Весь солнечный сентябрьский день прошёл как во сне: крикливая учительница, объяснения, которые Марья толком не слушала, бойкие и робкие девочки, много, очень много девочек и — нет брата.

Встретились они в тот день на улице, около школы Ивана, взялись за руки, шли молча, словно тяжесть для обоих была так велика, что даже самое простое слово получиться не могло, хотя мама всячески старалась растормошить их: задавала им тьму вопросов. Мама приготовила им праздничный обед — винегрет, котлеты и хворост. Но даже хворост не утешил их: они сидели на диване рядом, бок к боку, вялые и тихие. «Будем играть или делать уроки?» — спросила мама. И затеяла жмурки. А потом стала читать им «Белого пуделя».

Так и пошло. Школа — что-то резиновое, нудное, но неглавное, жизнь начинается с той минуты, как они встречаются с Ваней около ворот его школы.

Второй бедой для Марьи обернулся футбол. В лагере или на даче она играла с мальчишками… Футбол стал её врагом, когда Ваню включили сначала в сборную класса, потом в сборную города — тренировки длились дольше, чем уроки в школе. Слонялась по квартире одна, не желая без Вани ни заниматься, ни идти на каток, ни пить чай. Эта беда оказалась для Марьи большей, чем первая: из-за футбола Ване расхотелось изучать историю и биологию, читать вслух книжки, а без Вани читать скучно.

У него появилось любимое словцо — «ерунда!». О чём бы ни заговорили, о чём бы она ни спросила, наготове — «ерунда!». Только рассказы придумывать и записывать их — не ерунда, это Ване нравилось.

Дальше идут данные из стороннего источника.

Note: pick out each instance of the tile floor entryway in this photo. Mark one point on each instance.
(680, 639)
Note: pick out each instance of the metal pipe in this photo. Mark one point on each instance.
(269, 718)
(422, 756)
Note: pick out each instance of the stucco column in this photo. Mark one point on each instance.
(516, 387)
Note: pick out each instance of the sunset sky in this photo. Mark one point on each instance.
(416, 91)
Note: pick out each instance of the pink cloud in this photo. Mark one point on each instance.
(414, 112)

В восьмом классе их школы объединили, и Марья с Иваном сели, наконец, за одну парту. Пусть с опозданием в восемь лет, снова всё общее, кроме тренировок и соревнований. Иван стал требовать, чтобы она приходила болеть за него. Уютно устроившись в самом дальнем ряду стадиона, Марья читала. Домой возвращались вместе. Получалось, они вместе целый день.

Уход отца, мамина смерть. Последний удар — разъезд с Иваном по разным квартирам. Это уже не раздельное обучение мальчиков и девочек, когда они не видятся по четыре-пять часов, это раздельная жизнь — навечно. Марью словно из земли за макушку выдернули и обрубили корни, она покорно принялась засыхать.

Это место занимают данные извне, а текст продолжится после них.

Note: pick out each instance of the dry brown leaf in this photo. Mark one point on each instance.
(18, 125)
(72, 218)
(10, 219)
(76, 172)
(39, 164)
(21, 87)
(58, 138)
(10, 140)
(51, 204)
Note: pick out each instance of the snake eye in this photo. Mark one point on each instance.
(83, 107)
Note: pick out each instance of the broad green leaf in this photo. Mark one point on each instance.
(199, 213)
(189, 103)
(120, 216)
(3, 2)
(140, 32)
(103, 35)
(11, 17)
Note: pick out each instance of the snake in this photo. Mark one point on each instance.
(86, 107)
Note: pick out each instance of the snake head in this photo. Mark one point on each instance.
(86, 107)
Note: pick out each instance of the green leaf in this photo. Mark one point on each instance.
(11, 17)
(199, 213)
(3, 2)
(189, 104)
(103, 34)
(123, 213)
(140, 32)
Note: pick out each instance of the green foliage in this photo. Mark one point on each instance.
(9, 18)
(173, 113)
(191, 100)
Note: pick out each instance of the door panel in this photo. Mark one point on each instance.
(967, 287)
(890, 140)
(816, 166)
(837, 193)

Она провалилась в свой медицинский — вопрос «Зачем их с Иваном разлучили?» оказался важнее подготовки в вуз. Нельзя сказать, что не знала материала, ответила на все вопросы билетов, и сочинение написала легко, словно не в институте сидела, а на уроке или в домашнюю газету придумывала рассказ. Почему её не приняли, не поняла, а пойти выяснять ей и в голову не пришло.

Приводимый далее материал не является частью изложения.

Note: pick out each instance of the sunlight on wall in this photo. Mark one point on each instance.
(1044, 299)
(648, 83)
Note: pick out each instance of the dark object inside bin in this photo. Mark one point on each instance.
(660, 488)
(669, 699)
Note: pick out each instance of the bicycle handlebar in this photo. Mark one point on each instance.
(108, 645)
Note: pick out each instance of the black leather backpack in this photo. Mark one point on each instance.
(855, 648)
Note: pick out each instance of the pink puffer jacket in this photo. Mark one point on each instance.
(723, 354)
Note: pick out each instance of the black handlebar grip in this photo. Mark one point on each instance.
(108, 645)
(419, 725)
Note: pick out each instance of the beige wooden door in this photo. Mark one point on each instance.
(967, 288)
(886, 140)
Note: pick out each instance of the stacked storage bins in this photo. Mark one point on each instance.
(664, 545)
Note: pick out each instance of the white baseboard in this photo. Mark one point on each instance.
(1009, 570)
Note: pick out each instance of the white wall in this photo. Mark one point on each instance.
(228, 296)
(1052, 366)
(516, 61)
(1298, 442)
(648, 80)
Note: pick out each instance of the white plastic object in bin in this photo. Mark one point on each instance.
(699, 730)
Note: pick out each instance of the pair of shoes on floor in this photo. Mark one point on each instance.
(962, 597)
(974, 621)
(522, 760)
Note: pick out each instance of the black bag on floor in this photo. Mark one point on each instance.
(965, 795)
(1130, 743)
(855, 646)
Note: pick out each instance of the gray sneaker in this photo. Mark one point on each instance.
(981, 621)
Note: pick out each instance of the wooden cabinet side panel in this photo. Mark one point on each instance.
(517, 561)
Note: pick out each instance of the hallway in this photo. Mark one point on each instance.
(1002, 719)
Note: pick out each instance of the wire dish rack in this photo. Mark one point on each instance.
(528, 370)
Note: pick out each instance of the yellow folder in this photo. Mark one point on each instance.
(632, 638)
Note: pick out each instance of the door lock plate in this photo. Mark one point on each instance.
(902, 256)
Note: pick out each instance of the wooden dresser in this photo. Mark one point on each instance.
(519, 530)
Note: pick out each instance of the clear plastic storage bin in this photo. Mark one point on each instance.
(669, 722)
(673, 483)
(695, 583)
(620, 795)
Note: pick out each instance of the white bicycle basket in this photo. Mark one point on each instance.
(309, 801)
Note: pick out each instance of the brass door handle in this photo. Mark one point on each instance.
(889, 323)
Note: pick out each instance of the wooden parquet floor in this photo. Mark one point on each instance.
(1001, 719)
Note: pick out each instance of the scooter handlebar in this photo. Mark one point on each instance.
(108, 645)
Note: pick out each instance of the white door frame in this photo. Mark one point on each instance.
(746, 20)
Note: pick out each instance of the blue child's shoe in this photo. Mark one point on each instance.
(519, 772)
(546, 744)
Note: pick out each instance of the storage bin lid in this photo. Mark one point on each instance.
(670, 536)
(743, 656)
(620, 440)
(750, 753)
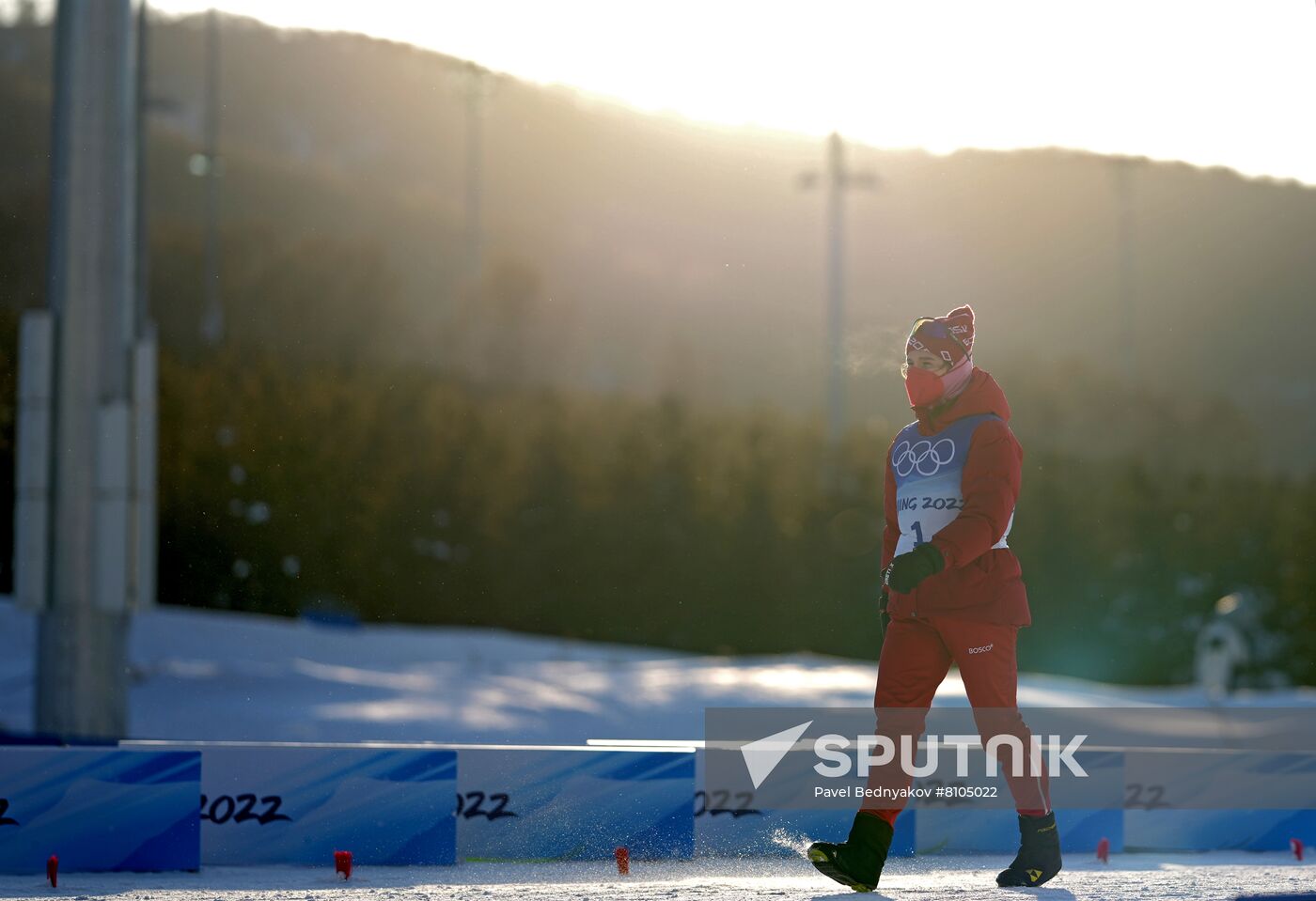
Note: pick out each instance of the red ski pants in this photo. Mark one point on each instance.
(916, 657)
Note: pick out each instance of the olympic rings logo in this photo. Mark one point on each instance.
(923, 456)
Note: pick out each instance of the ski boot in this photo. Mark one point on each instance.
(859, 859)
(1039, 852)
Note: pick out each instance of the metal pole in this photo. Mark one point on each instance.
(474, 125)
(141, 312)
(212, 321)
(1124, 200)
(82, 631)
(836, 288)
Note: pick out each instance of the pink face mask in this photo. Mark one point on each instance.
(923, 387)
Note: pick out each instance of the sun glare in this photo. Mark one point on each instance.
(1210, 83)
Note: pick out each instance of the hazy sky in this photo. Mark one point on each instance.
(1210, 82)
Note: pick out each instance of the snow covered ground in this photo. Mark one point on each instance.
(211, 675)
(1219, 875)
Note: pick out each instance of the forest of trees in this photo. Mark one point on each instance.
(384, 436)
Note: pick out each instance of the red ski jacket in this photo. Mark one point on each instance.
(979, 582)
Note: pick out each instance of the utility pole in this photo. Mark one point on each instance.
(838, 179)
(72, 513)
(212, 319)
(477, 89)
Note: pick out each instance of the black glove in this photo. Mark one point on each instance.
(908, 569)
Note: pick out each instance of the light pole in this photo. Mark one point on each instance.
(72, 515)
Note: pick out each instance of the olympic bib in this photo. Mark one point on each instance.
(928, 471)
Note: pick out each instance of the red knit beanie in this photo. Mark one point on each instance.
(949, 337)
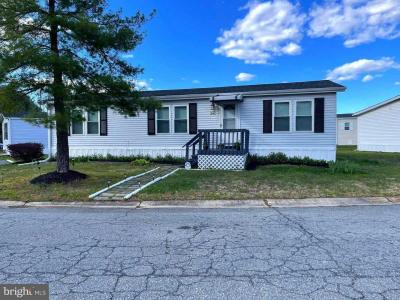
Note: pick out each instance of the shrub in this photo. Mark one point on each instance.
(280, 158)
(344, 167)
(140, 162)
(26, 152)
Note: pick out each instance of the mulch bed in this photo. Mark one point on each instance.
(55, 177)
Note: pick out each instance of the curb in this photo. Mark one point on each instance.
(265, 203)
(203, 204)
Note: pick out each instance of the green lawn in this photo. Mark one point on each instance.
(14, 181)
(377, 174)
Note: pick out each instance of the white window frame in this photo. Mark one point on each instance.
(87, 121)
(169, 120)
(237, 116)
(174, 118)
(290, 116)
(83, 127)
(295, 116)
(6, 129)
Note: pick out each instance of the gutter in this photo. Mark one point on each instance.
(208, 96)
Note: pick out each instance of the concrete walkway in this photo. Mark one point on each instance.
(126, 188)
(267, 203)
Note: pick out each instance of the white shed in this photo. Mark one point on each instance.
(379, 127)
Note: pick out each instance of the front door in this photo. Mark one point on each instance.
(229, 117)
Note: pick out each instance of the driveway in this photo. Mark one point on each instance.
(317, 253)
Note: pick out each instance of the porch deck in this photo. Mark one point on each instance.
(221, 142)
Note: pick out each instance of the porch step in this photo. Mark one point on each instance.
(128, 188)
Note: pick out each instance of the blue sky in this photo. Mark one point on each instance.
(353, 42)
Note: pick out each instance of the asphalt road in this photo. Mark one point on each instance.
(310, 253)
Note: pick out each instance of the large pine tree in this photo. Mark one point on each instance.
(68, 54)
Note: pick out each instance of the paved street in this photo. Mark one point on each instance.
(296, 253)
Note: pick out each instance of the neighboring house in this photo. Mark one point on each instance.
(379, 126)
(346, 129)
(298, 119)
(17, 130)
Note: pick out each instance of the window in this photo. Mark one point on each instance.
(281, 116)
(77, 124)
(303, 116)
(180, 119)
(229, 117)
(93, 122)
(5, 131)
(163, 120)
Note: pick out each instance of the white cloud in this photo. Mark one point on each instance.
(367, 78)
(358, 21)
(269, 29)
(142, 85)
(127, 56)
(244, 77)
(355, 69)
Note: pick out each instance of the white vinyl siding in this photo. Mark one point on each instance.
(295, 143)
(379, 129)
(129, 136)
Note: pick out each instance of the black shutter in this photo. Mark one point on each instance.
(103, 122)
(192, 118)
(267, 116)
(319, 115)
(151, 122)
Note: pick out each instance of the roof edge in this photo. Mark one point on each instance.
(376, 106)
(315, 85)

В деканате сказали, что с её баллами она легко поступит в медучилище. Не задумавшись ни на минуту, Марья отнесла документы. В тот же день устроилась на «скорую» — нужно же обеспечить себе кусок хлеба! Но ни учёба, ни работа не спасали от бессонницы, тоски по Ивану и ненависти к чужому жилью. Чтобы победить тьму и тишину, войдя в свою комнату, включала все лампы, радио и телевизор. При ярком свете, под радио, телеголоса или музыку родные люди исчезали — до ночи, до мига, когда тьма снова возвращала их.

5

— Я заболел, когда разъехался с тобой. — Снова Иван сказал свои слова слишком громко, и снова Марья им не поверила. Был он незнакомым и выглядел счастливым. — Лекции, семинары. Писал роман. — Иван спешит оправдаться. — Тренировки, соревнования. Личная жизнь… — Он запнулся. Заговорил другим тоном: — Мама праздновала наш день рождения и не праздновала свой. Почему?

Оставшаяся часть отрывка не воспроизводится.